Overheard: High school’s not like I thought high school
was going to be.
Where it took me: This one’s a bit circuitous. I had a
prompt to write something that scared me as a child. I remember being scared of
my first day of high school, and somehow (too much TV I’m going to guess)
thinking there were girl gangs in the bathrooms waiting to knife me. I grew up
in an upper-middle-class area just outside the centre of Toronto. Girl gangs
were not an issue. Wearing the right clothes, yes. Knives, not so much. But
then I also remembered being terrified of dogs as a very young child. So I
combined these fear experiences to write this poem.
The poem
Igor
We walk the path from our street,
between two houses, to the schoolyard.
It’s not the walk that scares me,
though my only company is another
five-year-old.
I find my sense of direction early,
never take the kind of wrong turn
that sees my junior-kindergarten sister
and her friend
frozen by the roar of cars on Sheppard
Avenue.
It is not the brief disappearance we have
to make
from bungalowed streets onto school
property.
We are not the only children to pass this
way.
It’s Igor. He rules one of the fenced
yards
with bellows that echo the mountains
of his St.

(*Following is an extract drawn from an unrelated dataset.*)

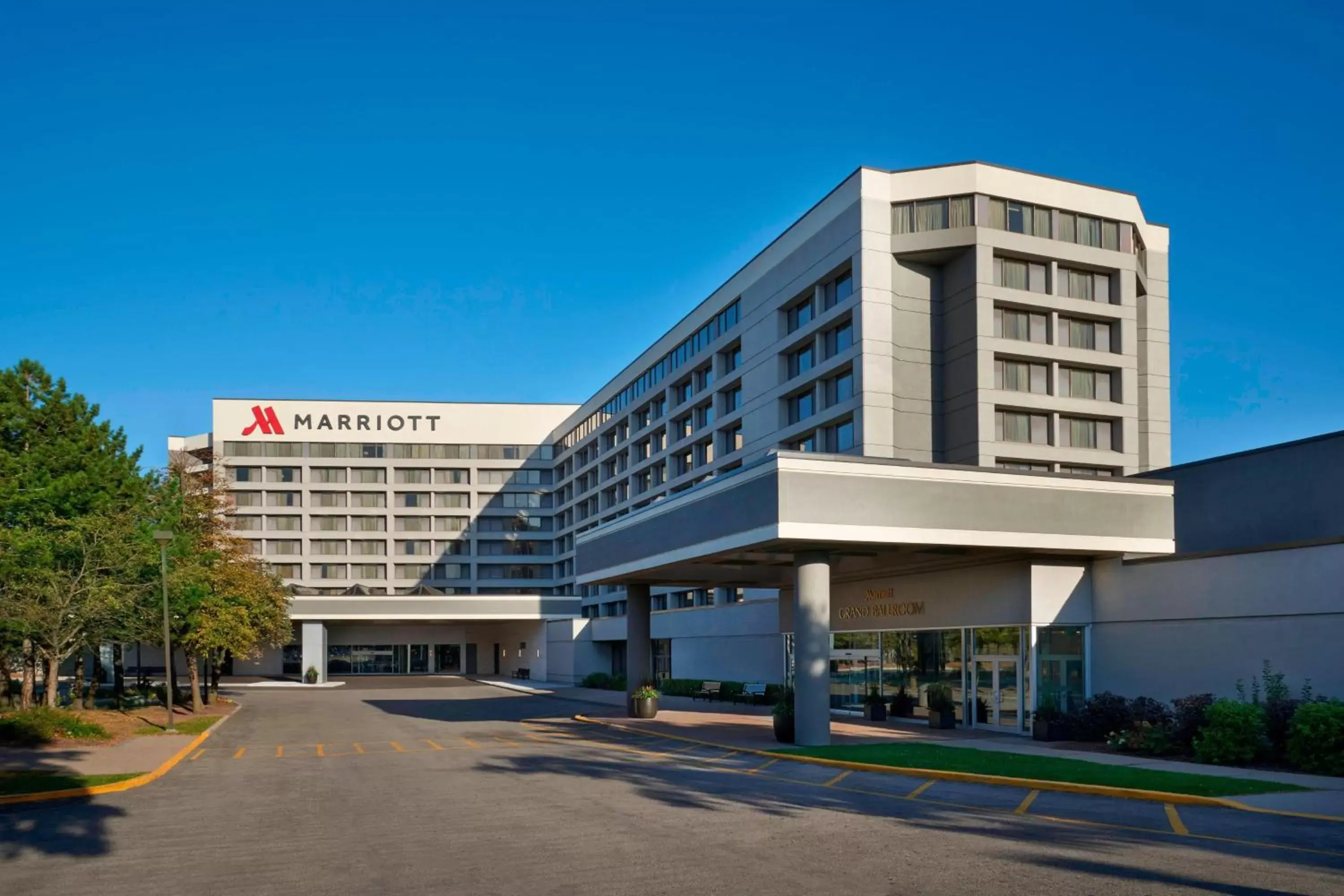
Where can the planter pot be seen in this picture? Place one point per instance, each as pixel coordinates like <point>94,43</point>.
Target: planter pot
<point>1049,731</point>
<point>943,720</point>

Bernard ancestors.
I hear nothing in his frantic bark
but a refrain I translate to “I want to
eat you.”
There’s no bite, I come to understand.
Dogs generally do not eat little girls.
Next, I am petrified by Nero,
the black lab who lives next door in our
next house.
Later, I imagine girl gangs in the high
school bathrooms,
though it turns out there is much more to
fear from girls
than their steel-toed workboots behind
closed doors.
You always know what’s making a dog bark.